At the point where I stopped reading before posting these thoughts, Bouw promises to disprove the idea “that attributing physical properties to God is heresy. In particular,…[that] the claim that God is a plenum is heretical” (66). To Bouw’s way of thinking, “The conclusion…that God is a plenum…is obvious in hindsight given that God is uncreated, eternal, omnipresent, and omnipotent” (66). Here, of course, Bouw uses the terms “omnipresent” and “omnipotent” in the materialist manner I’ve already noted. When Bouw says what he does, he is pointing back to an idea he found asserted many years ago in a book by Harold Aspden. Bouw writes:

Aspden’s theory held that the ether is a plenum, an infinitely dense medium, uncreated, which is to say eternal and infinite in extent. Aspden’s theory could account for several phenomenon not easily accounted for in modern physics, such as the phenomenon called “ball lightning.” (57)

Why Bible believer Bouw decides to retain the “uncreated…eternal and infinite extent” aspects of Aspden’s plenum theory isn’t clear. Other than allowing Aspden’s plenum to serve as an unbelieving scientistic way to make creation not require the Creator, along the same lines as steady state cosmology or modern speculations about multiple universes and alternating big crunches and big bangs (with spontaneous origin of universes from an eternal quantum matrix operating in accordance with probability), how these aspects of Aspden’s theory make it any better at explaining the unexplained than would the same theory minus God-like qualities isn’t clear. How would a created plenum, no more “eternal” than anything else in the time-matter-space universe (or, if applicable, multiverse), extending through the entirety of the universe (or, if applicable, of each universe), but by no means fully present everywhere in the way the not-matter, not-energy, not-extended-in-or-through-space God who is Spirit is—how, exactly, would such a created plenum fail to explain anything Aspden’s eternal plenum explains?

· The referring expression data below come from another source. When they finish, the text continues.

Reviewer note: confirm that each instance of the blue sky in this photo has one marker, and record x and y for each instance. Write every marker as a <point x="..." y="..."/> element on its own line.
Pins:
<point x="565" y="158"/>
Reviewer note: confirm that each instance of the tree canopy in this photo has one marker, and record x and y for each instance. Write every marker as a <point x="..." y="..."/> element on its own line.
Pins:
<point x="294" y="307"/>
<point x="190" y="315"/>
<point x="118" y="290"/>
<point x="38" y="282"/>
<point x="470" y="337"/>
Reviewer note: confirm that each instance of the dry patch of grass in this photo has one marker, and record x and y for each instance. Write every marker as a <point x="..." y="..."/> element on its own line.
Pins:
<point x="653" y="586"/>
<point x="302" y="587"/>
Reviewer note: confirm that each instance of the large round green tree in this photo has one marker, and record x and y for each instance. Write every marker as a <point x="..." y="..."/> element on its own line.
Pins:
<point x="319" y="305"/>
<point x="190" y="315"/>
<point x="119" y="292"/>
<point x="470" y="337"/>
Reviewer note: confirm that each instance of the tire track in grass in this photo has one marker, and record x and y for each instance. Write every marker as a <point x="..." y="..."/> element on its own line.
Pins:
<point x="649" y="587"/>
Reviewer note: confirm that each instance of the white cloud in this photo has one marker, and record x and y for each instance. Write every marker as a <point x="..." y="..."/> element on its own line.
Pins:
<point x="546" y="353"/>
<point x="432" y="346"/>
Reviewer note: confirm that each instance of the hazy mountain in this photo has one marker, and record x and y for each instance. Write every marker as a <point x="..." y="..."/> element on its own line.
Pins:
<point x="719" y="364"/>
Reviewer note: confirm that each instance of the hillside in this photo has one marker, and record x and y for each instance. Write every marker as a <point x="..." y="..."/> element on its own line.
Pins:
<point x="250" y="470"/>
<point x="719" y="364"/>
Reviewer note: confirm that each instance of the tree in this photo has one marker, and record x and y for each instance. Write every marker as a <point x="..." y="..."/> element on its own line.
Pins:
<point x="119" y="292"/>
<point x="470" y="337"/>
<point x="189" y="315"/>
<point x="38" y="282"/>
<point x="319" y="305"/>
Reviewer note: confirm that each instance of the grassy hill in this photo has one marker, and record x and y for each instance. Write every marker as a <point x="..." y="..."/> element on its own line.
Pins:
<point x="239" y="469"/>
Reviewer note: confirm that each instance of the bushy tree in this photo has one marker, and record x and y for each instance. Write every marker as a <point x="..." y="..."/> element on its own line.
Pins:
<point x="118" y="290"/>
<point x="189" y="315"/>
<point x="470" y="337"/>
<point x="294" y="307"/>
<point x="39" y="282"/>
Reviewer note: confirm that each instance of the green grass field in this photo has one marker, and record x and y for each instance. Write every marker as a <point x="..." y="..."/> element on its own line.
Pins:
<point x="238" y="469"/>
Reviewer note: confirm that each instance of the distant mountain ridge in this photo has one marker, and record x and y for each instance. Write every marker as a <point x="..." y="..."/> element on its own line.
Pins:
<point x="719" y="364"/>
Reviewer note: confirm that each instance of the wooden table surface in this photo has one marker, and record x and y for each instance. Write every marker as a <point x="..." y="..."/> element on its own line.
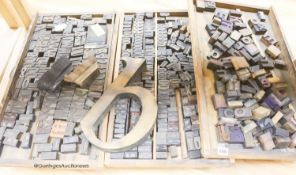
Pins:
<point x="12" y="42"/>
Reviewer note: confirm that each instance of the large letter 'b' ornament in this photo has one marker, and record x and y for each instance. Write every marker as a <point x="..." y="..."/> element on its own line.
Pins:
<point x="115" y="91"/>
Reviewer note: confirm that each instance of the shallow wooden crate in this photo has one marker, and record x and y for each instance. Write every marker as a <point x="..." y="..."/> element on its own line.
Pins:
<point x="153" y="163"/>
<point x="211" y="147"/>
<point x="12" y="156"/>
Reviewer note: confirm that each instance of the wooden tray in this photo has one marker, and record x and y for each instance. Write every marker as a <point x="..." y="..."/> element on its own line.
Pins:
<point x="141" y="163"/>
<point x="211" y="147"/>
<point x="11" y="157"/>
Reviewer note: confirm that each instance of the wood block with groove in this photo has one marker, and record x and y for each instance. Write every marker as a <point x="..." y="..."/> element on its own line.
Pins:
<point x="239" y="63"/>
<point x="273" y="51"/>
<point x="219" y="101"/>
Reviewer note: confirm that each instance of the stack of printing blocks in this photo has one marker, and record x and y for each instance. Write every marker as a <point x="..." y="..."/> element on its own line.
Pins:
<point x="175" y="73"/>
<point x="252" y="100"/>
<point x="137" y="42"/>
<point x="54" y="38"/>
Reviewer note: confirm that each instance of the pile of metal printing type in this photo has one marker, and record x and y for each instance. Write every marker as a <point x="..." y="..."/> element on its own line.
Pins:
<point x="252" y="101"/>
<point x="43" y="116"/>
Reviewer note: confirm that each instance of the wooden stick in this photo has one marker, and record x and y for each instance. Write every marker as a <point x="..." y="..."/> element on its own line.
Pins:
<point x="8" y="15"/>
<point x="21" y="11"/>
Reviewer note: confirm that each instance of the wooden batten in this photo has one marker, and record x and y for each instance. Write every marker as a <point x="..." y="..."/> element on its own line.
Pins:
<point x="211" y="147"/>
<point x="21" y="11"/>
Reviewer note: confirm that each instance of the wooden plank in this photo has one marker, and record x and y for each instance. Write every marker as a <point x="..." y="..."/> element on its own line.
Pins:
<point x="181" y="125"/>
<point x="8" y="14"/>
<point x="5" y="95"/>
<point x="21" y="11"/>
<point x="208" y="117"/>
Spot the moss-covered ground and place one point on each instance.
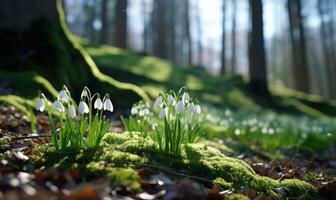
(121, 154)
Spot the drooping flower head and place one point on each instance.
(63, 96)
(180, 107)
(40, 105)
(108, 104)
(83, 108)
(134, 110)
(98, 103)
(185, 97)
(58, 106)
(171, 99)
(159, 102)
(164, 113)
(198, 109)
(191, 108)
(72, 111)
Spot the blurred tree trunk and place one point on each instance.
(159, 22)
(300, 65)
(199, 35)
(171, 23)
(327, 32)
(103, 31)
(145, 25)
(233, 39)
(257, 61)
(188, 34)
(222, 69)
(120, 33)
(35, 34)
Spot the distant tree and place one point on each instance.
(327, 34)
(257, 61)
(233, 39)
(300, 65)
(188, 33)
(120, 33)
(223, 60)
(199, 35)
(104, 29)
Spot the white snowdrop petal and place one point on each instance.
(58, 106)
(98, 104)
(164, 113)
(63, 95)
(198, 109)
(83, 108)
(108, 105)
(180, 107)
(72, 111)
(134, 111)
(185, 97)
(40, 106)
(158, 102)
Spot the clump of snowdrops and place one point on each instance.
(141, 119)
(172, 121)
(79, 127)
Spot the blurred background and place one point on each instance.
(216, 35)
(228, 53)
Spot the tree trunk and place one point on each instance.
(188, 34)
(257, 69)
(103, 31)
(233, 35)
(222, 69)
(120, 34)
(199, 36)
(300, 65)
(34, 37)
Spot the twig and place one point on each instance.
(31, 137)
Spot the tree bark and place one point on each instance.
(104, 30)
(300, 65)
(233, 40)
(223, 63)
(120, 34)
(257, 68)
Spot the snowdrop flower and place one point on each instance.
(185, 97)
(108, 105)
(141, 113)
(158, 102)
(98, 104)
(63, 96)
(83, 108)
(134, 111)
(171, 100)
(164, 113)
(154, 126)
(198, 109)
(72, 111)
(58, 106)
(180, 107)
(191, 108)
(40, 106)
(84, 93)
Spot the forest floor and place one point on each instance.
(290, 136)
(20, 179)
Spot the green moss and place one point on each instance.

“Aspden’s ether has the properties of God and is thus indistinguishable from God,” writes Bouw, who rightly “struggled with the obviously heretical implications” (57). Though “infinite” extension in and through space is, as already noted, not the same as God’s omnipresence, uncreated eternality certainly is an attribute of God alone. Why Bouw thinks it better to jump from Aspden’s scientistic speculation to identification of God with Aspden’s plenum, rather than just modify the plenum theory to fit the God-as-Spirit-and-Creator context, is impossible for me to guess at this point. If he explains this at some point later in the book, I’ll let you know.

In the meantime, I simply assert what I believe to be the more orthodox teaching: God is Spirit, so those who reflect upon his nature must do so in spiritual terms, not in terms of matter, energy, or space.